# Introduction to Quantile Regression

Introduction

Quantile regression using ggplot

Quantile regression using quantreg package

Quantile regression is commonly used in the field of statistics and econometric. In simple linear regression we try to model the conditional mean Y given X=x wherein Quantile Regression we model a conditional quantile value of Y given X = x.

Quantile regression is extremely useful in the cases where we are more interested in Extremes. Consider the following example,

A telecom company(ABC) has around 1M customers and they want to know whether they have maximum share of wallet among their customers or not. For example, consider Robert spends $100 on telecom altogether but with ABC he spends only $20 in these case share of wallet of Robert with ABC will be 20%.

ABC wants to increase the share of wallet and for that they need to identify the potential customers. But the problem is that they don’t have competitor’s data so there is no direct way to measure the share of wallet.

One of the possible options is to identify similar customer set and see what is the maximum spend for the group and share of Nick’s actual spend (e.g., $35) and Maximum Spend in the group (e.g., $100) can be assumed as share of wallet. But you can expect 1000s or 10000s such groups.

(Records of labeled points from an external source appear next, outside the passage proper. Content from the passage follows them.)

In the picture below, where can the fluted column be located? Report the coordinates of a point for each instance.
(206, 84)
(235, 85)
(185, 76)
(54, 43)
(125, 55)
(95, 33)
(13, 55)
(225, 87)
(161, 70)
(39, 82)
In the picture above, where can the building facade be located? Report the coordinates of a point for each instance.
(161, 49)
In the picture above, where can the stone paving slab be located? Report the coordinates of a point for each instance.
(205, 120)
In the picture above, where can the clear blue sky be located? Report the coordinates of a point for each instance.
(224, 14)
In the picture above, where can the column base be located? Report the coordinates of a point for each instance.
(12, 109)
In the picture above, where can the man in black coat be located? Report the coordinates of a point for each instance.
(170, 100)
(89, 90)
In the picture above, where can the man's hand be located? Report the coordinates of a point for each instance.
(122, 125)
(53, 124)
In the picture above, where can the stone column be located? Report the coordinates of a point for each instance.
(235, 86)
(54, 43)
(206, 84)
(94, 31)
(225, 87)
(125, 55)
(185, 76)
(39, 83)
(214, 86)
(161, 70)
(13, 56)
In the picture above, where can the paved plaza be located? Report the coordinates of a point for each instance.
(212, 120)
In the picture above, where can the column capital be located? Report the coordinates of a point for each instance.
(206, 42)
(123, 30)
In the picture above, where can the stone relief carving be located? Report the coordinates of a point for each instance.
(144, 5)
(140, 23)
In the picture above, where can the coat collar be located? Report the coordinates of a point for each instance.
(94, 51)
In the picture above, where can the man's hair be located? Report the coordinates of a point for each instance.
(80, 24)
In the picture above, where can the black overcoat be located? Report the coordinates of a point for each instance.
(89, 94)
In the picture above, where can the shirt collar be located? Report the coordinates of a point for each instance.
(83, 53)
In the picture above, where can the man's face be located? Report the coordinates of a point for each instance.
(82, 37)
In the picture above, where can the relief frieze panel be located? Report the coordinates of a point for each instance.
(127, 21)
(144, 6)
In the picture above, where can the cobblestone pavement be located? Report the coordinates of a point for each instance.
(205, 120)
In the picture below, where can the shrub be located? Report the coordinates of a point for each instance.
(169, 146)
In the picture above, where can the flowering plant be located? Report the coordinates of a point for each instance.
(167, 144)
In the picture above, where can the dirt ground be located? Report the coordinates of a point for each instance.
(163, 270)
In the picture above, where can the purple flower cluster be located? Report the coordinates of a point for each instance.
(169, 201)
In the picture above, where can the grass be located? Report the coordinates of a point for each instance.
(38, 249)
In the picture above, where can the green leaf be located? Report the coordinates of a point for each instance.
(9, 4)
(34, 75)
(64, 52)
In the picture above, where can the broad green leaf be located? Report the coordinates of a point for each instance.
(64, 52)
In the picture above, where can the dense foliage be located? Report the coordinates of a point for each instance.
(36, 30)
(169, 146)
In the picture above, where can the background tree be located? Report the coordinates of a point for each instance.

Other option is to fit a linear regression model fitted to a possible quantile (85th, 90th…) instead of fitting through mean.

Developed by Koenker and Bassett (1978), Quantile Regression does the same thing for you.

If you are wondering, quantile is same as percentile the only difference is that quantile talks in the language of fractions i.e. 0.25 instead of 25%

Quantile Regression in R

Roger Koenker developed quantreg package in R.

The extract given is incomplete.